Remark code N880 indicates an original claim was closed due to data changes, with an adjustment claim to be processed under a new number.
Remark code N880 indicates that the original claim has been closed due to changes in the submitted data. An adjustment claim will be processed under a new claim number.
Common causes of code N880 are inaccuracies or updates in patient information, corrections to billing codes, adjustments in service dates, or modifications in the charges that necessitate the closure of the original claim and the processing of an adjustment claim under a new number.
Ways to mitigate code N880 include implementing a robust pre-submission claim review process to ensure accuracy and completeness of all data before initial submission. This involves double-checking patient information, diagnosis codes, procedure codes, and provider details. Utilize automated software that flags discrepancies or missing information for review. Regularly train staff on the latest billing and coding updates to minimize errors. Establish a protocol for quickly addressing any identified issues prior to claim submission. Additionally, fostering clear communication channels between clinical and billing departments can help ensure that any changes in patient treatment or services rendered are accurately reflected in the billing data before the claim is submitted.

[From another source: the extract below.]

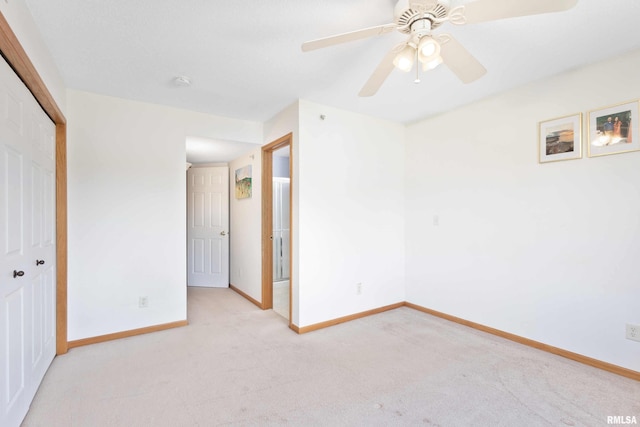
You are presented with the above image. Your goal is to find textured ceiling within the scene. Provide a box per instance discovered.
[24,0,640,149]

The steps to address code N880 involve a meticulous review and comparison of the original claim data against the adjusted claim data to identify the changes that led to the closure of the original claim. Once these changes are pinpointed, ensure that the adjusted claim includes all necessary corrections and is complete with accurate patient information, diagnosis codes, procedure codes, and any relevant modifiers. It's crucial to document the reason for the adjustment clearly in the claim notes to facilitate processing. After submitting the adjusted claim under the new claim number, monitor the claim status closely through the payer's portal or by contacting the payer directly after the standard processing time has elapsed to ensure it is being processed and to address any further issues promptly. Additionally, use this instance as a learning opportunity to review internal processes and training to prevent similar issues in future claims submissions.